Table 1. Cellular components of the CLL microenvironment
Cell type Function in normal tissue Function in CLL microenvironment
BMSC
  • Formation of haematopoietic stem-cell niches/regulation of haematopoiesis
  • Constitutive secretion of CXCL12 and other hematopoietic cytokines
  • Tissue retention of CLL cells
  • CLL cell drug resistance and protection from apoptosis
  • PKC-βII activation in BMSCs induced by CLL cells
NLC N/A
  • Tissue retention of CLL cells
  • CLL cell drug resistance and protection from apoptosis
  • CLL cell attraction by CXCL12 and CXCL13 production
  • BAFF and APRIL expression
  • Activation of BCR and NF-κB pathway genes in CLL cells
  • Disease progression in vivo
  • Interaction with CD38-expressing cells via CD31
CD4+ T cells / Th cells
  • Adaptive immune responses
  • Antigen recognition
  • T-antigen-presenting cell (APC) immune synapse formation
  • APC activation via CD40/CD40L interaction
  • CLL engraftment in vivo
  • Defective immune synapse formation upon contact with CLL cells
  • CD40L+CD4+ T cells induce CLL cells to produce CCL17 and CCL22
  • Increased expression of inhibitory receptors
CD4+CD25high / Treg
  • Inhibition of proliferation and cytokine release by CD4+ T cells
  • Inhibition of antitumor immunity
  • High proportion of CD4+CD25high Treg may contribute to CLL immune evasion
CD8+ T cells / cytotoxic T cells
  • Adaptive immune responses
  • Antigen recognition when presented on MHC class I molecules by target cells (e.g. cancer cells, virally infected cells)
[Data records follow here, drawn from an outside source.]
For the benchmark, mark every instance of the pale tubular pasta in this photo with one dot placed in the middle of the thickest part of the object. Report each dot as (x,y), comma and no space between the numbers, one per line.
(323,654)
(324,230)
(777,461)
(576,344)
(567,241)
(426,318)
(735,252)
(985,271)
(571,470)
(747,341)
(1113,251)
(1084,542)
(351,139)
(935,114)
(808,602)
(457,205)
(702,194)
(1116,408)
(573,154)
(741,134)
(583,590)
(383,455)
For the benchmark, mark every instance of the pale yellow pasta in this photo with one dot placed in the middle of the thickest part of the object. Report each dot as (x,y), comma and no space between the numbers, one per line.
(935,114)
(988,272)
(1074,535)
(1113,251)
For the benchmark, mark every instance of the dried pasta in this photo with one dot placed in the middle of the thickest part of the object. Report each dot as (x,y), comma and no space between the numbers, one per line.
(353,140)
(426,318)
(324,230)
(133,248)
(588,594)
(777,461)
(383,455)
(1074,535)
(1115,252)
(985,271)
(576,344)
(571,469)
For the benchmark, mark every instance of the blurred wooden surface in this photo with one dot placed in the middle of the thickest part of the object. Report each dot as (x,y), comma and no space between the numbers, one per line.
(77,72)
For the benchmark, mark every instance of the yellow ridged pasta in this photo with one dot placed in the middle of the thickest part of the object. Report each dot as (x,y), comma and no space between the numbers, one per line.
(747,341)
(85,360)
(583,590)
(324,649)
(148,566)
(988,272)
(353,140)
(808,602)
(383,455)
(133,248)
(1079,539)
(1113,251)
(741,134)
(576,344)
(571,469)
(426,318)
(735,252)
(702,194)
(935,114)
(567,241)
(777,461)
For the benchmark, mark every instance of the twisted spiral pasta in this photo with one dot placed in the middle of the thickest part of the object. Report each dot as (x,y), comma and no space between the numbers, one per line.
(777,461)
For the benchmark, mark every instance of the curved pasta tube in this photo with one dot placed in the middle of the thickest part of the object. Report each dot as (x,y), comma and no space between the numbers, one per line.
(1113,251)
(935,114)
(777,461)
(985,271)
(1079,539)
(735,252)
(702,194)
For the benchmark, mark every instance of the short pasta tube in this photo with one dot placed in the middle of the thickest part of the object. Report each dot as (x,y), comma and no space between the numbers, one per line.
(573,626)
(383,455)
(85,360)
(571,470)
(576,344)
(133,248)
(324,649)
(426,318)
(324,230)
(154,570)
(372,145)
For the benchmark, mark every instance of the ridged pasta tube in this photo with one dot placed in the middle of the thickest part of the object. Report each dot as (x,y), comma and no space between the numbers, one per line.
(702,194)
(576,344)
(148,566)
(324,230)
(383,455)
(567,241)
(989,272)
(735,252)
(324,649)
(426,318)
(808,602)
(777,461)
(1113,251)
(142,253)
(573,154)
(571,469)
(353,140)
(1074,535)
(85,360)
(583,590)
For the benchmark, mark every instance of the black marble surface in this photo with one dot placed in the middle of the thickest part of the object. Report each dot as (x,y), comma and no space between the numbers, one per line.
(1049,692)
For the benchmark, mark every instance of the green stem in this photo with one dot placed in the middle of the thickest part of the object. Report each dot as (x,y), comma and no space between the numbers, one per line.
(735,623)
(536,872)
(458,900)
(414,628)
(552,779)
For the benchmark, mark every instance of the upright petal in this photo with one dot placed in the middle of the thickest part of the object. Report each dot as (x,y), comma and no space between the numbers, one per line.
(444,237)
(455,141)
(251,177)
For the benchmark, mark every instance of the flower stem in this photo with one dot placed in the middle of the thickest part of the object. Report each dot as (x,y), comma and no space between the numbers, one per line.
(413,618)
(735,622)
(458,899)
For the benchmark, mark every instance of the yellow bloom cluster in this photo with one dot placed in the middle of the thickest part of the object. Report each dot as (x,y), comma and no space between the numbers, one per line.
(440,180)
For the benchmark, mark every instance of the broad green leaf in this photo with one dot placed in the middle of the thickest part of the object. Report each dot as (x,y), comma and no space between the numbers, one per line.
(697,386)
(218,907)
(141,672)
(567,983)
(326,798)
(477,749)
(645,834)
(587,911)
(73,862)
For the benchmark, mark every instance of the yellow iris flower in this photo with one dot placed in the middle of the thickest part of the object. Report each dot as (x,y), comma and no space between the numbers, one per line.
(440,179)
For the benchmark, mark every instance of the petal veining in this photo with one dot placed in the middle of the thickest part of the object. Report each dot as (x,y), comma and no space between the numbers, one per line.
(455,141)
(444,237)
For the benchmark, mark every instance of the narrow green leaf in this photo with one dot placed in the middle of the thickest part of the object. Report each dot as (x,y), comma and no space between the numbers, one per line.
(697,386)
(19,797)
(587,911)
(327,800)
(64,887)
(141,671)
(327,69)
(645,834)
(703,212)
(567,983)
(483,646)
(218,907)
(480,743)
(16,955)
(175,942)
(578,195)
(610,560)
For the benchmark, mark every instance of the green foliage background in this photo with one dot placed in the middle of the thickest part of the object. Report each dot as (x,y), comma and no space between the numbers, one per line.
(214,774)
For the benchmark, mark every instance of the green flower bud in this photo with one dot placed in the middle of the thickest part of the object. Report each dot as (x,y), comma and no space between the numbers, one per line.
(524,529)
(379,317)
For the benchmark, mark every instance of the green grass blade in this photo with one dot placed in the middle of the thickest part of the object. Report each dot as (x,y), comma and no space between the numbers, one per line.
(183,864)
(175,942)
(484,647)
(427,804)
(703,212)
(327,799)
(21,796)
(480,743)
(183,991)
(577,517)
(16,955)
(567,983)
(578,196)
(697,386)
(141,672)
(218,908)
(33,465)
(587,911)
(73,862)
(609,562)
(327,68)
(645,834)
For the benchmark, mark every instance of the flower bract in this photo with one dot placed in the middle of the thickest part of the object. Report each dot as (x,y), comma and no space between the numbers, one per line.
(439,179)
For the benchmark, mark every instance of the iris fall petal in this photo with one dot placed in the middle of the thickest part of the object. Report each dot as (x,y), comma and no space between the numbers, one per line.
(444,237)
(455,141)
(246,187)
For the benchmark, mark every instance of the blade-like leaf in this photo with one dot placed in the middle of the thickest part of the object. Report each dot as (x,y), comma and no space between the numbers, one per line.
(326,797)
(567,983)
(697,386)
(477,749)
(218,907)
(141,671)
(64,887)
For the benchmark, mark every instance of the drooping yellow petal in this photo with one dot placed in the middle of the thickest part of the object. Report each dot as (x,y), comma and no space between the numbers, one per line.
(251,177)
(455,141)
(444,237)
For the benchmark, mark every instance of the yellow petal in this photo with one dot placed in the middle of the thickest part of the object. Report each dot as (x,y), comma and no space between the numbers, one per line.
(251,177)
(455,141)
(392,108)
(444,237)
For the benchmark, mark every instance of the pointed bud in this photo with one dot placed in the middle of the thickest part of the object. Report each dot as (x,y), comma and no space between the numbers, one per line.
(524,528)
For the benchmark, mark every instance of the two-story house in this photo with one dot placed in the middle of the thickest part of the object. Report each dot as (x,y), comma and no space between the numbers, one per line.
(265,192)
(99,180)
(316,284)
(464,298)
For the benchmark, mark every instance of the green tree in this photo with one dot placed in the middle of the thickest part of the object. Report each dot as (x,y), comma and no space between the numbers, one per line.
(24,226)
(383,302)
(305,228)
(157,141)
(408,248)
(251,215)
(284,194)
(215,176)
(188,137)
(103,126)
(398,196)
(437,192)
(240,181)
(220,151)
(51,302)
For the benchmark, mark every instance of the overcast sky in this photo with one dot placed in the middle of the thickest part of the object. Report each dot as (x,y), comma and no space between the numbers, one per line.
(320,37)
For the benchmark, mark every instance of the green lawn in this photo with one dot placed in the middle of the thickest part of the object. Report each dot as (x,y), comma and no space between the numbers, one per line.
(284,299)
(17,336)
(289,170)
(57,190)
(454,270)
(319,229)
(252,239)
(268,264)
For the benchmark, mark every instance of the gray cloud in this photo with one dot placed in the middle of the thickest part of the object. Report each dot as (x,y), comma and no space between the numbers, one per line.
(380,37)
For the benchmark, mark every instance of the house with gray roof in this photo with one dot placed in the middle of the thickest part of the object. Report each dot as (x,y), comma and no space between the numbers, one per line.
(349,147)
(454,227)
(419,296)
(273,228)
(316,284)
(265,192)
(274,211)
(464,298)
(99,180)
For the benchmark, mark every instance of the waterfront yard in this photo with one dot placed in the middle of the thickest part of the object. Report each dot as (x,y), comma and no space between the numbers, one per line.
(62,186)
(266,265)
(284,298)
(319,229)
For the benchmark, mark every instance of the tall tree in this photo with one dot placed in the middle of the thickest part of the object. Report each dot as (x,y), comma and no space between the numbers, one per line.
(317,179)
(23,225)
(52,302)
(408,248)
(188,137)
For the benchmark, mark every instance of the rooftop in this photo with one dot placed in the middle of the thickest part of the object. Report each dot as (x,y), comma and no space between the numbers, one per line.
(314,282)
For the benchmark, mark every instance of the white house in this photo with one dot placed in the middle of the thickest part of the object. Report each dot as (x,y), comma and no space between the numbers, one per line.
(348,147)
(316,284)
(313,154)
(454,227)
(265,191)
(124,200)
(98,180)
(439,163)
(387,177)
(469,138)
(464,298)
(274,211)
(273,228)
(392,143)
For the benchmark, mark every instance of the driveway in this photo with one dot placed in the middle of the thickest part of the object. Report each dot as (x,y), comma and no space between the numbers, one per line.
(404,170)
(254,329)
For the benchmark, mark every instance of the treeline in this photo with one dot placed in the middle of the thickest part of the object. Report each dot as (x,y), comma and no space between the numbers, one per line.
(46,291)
  • Apoptosis induction of target cells
  • Defective immune synapse formation upon contact with CLL cells
  • Exhausted phenotype and impaired cytotoxicity
NK cells
  • Innate immune responses
  • Antigen recognition when presented on MHC class I molecules by target cells (e.g. cancer cells, virally infected cells)
  • Apoptosis induction of target cells
  • Reduced cytotoxicity
  • Low expression of NKp30 activating receptor
APC, antigen-presenting cell; BMSC, bone marrow stromal cell; MHC, major histocompatibility complex; NK, natural killer cell; NLC, nurse-like cell; PKC, protein kinase C; Th cell, T helper cell; Treg cell, regulatory T cell; TNF, tumour necrosis factor (Adapted from Ten Hacken & Burger 2014).